When I first found out I was pregnant, I didn't really know what to think. I'm twenty years-old, unmarried (un-anything), working in downtown Bend, OR. The prospects seemed slim. My options seemed slim. Munchkin's daddy and I discussed all of the options that we could think of, of which there are the most popular three, and after a few months of going back and forth, decided to raise her ourselves, with the help of both of our loving and supportive families.
We've had a few hiccups along the way: a lot of visits to the hospital, a lot of sleepless nights, but here we are, 25 weeks into this, and things seem to be smoothing out for the long-haul. Although we aren't seeing each other at the moment, I could not have asked for a more supportive copilot in Munchkin's dad. He's stuck with us through thick and thin, and has always been there when we've needed him most.
Another key player in our little story is my best friend, who has been there before and after everyone else, as well as our families, who have all, in one way or another, made this journey a little smoother and little less terrifying. We really couldn't be blessed with better people.
Anyway, mushy stuff aside, now that we are where we are, I've decided to give Munchkin Face the best little life that I can possibly provide. Like every mom, I want her to have great memories of her childhood, or at least do my best to make it as memorable as possible. This, of course, is more than a little difficult on a shoestring budget, and so I've taken the resolve of going the DIY route, if it'll cost more time than money. That time can be turned into quality, bonding time, and as she gets older, with making things for her instead of buying them, I feel like there are bigger lessons being taught then how to shell out some cash.
I've been sewing on and off for about 6 years now, and have a very dependable Elna 2600 that I wouldn't trade for the world.
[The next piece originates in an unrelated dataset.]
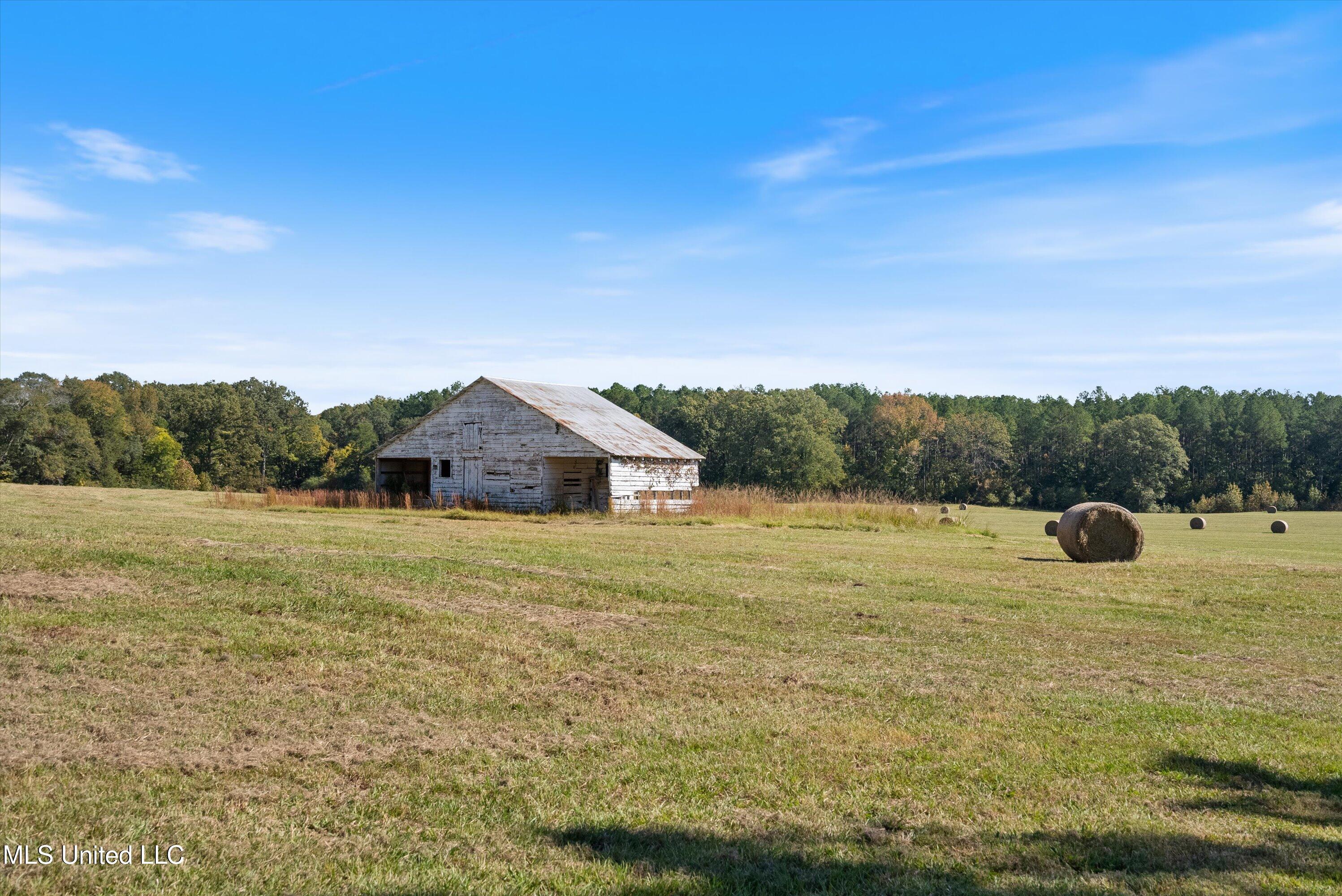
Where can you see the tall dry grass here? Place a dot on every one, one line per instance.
(755, 505)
I've always been a little bit more on the creative, "make things exactly the way that I want them" side, and so with this new little bundle of joy on the way, my goal is to not only have everything that I can provide for her, but also keep all of those little nuggets of wisdom that come from the learning process on file.
One thing that I've noticed over the last several months is that I would've really liked to have seen some pictures of what my mother looked like when she was pregnant, as well as maybe what our nursery looked like, ect. Obviously times were a little different back then, but for some reason this lacking has become a slightly significant factor in trying to stay confident and strong during this whole process. And especially with having a little girl, I want her to have that sense of self that comes with identifying with your mother.
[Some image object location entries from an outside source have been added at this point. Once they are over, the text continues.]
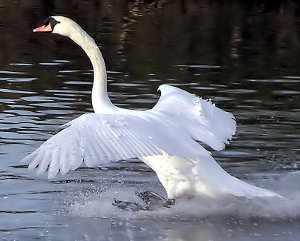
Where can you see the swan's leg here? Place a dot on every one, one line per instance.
(151, 198)
(129, 206)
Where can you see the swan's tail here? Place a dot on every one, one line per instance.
(190, 178)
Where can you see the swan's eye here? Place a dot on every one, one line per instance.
(47, 26)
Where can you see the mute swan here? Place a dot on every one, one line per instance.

So with all that information, you're probably wondering why I decided to go with a blog instead of something a little less public. The thing is, between Munchkin's dad and I, we have so much family spread from coast to coast, it's hard to keep everyone as updated and involved as they'd like to be. I really want to try and bridge that gap.
Also, over the years, I've benefited so much from other people's blogs on just about everything, that it's only appropriate to try and return the favor to some little mini-me out there that doesn't have a clue of what they're doing, and who doesn't have the luxury of being a stay-at-home mom with a huge kitchen, sewing room, and Nikon D3000. Not that I have anything against those ladies, that's just not everyone.
I suppose that'll have to do for now. More to come later.